Ella se sentó, se puso las manos en el regazo y esperó pacientemente a que él siguiera hablando. De pronto, se percató de que sus ojos, que había creído que eran verdes, eran castaños, con largas y espesas pestañas.

Había que ser de piedra para no admirar aquel semblante.

–Dígame, Katherine, ¿qué la impulsó a dedicarse a esto?

–Me gusta ayudar a los demás.

–¿Y qué titulación tiene?

Ella no se inmutó, a pesar de que lamentaba no haber tenido la oportunidad de estudiar una carrera. Pero, con una madre que siempre tenía problemas económicos debido a su total desconocimiento de cómo manejar el dinero, no tuvo más remedio que empezar a trabajar a los dieciséis años para contribuir a pagar el alquiler.

–He hecho varios cursos de primeros auxilios y tengo un título de cuidadora. Completo mi falta de formación con mi amplia experiencia en cuidar a otras personas. Si habla con Barbara, la directora de la agencia, le dará más detalles. Llevo trabajando allí cinco años, y mi historial es ejemplar. Los criterios de la agencia son muy elevados, y no seguiría allí si no estuviera a su altura.

El pulso se le había acelerado un poco al acabar de hablar porque Henry la miraba con expresión divertida. ¿Estaría pensando que estaba loca al creer que iba a emplear a alguien sin la formación adecuada? Kit esperaba que al menos le diera la oportunidad de demostrar su competencia.
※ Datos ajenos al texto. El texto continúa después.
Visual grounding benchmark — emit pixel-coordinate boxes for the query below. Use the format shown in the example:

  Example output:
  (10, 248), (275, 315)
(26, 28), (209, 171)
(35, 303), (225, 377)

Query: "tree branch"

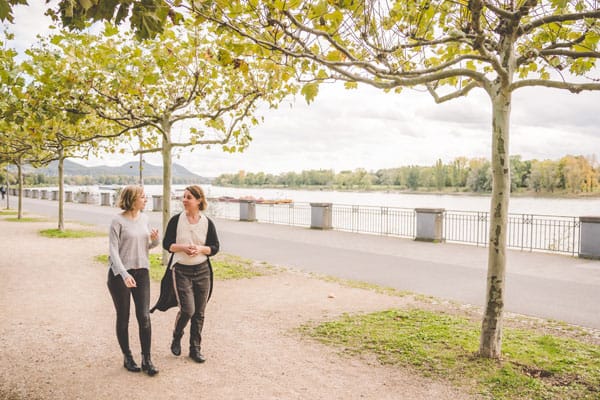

–Tiene suerte de que me guste correr riesgos. Algunos lo considerarían una temeridad, pero no me importa lo que piensen los demás. Muy bien, señorita Blessington, ¿cuándo puede empezar?

¿Le iba a dar una oportunidad? Llena de júbilo, pero sin demostrarlo, mantuvo la compostura.

–¿Eso significa que me ofrece el puesto?

–¿No ha venido para eso... porque quiere trabajar para mí?

–Sí, pero...

–En primer lugar, no me llames señor Treverne. Es demasiado formal. Seguro que te das cuenta de que no es una invitación que haga a mucha gente, pero te la hago para facilitar la comunicación, Kit. Y sí, te ofrezco el trabajo, y querría que empezaras mañana. Mi hermana dice que la agencia para la que trabajas tiene fama de emplear a personas competentes y dignas de confianza, que son discretas y respetan la confidencialidad. Eso es especialmente importante para hombres de negocios sometidos al escrutinio público, como es mi caso. Por eso hay una cláusula de confidencialidad en el contrato que tendrás que firmar. ¿Te parece bien?

–Por supuesto.

Hal asintió con la cabeza al tiempo que lanzaba un suspiro de alivio.

–Entonces, puedes venir mañana, después de desayunar. Dependiendo de la noche que haya pasado, suelo tomarme un café y una tostada sobre las ocho. Y una cosa más... Tengo una cita en el hospital a las diez. Tendrás que llevarme en coche –hizo una pausa–. ¿Aceptas el empleo?

–Sí, claro que sí.

Kit se levantó y caminó hacia él sonriendo con más precaución de lo habitual. Henry Treverne era un hombre tremendamente atractivo, lo cual la preocupaba. Nunca le había sucedido, pero temía enamorarse de un hombre para el que trabajara porque sería el fin de todos sus sueños y planes. Aunque no sabía aún cómo se comportaría él como jefe, creía, a juzgar por sus bruscos modales, que tendría que esforzarse para demostrarle que había elegido a la persona idónea para el trabajo.

–Gracias, muchas gracias. Prometo no defraudarte.

–Sinceramente, eso espero. Me horroriza la idea de tener que seguir entrevistando a candidatas después del desfile de mujeres deseosas de conseguir el puesto que he visto hoy – afirmó él–. Salvo tú, desde luego –añadió con una sonrisa irónica–. Si de verdad deseas este empleo, lo disimulas muy bien. ¿Quieres que te enseñe tu habitación?

–Sí.

–Entonces, ven conmigo. Después del accidente, doy gracias por haber elegido un piso sin escaleras. Tu habitación está al lado de la mía, es lo más cómodo. No voy a darte llave porque la puerta giratoria del portal siempre está abierta, y Charlie suele estar en la portería. Además, que tú estés fuera implica que yo estoy dentro, por lo que lo único que debes hacer es pedirle a Charlie que me llame para decirme que has vuelto. ¿De acuerdo?

–¿Y si te quedas dormido y no oyes el timbre cuando te llame Charlie?

–A no ser que me haya golpeado en la cabeza un ladrón con ansias de venganza, no te preocupes por eso. No me duermo fácilmente, al menos de día. Pero, para que te quedes tranquila, Charlie tiene un juego de llaves para emergencias.

–Bueno es saberlo.

–Entonces, vamos a ver tu habitación.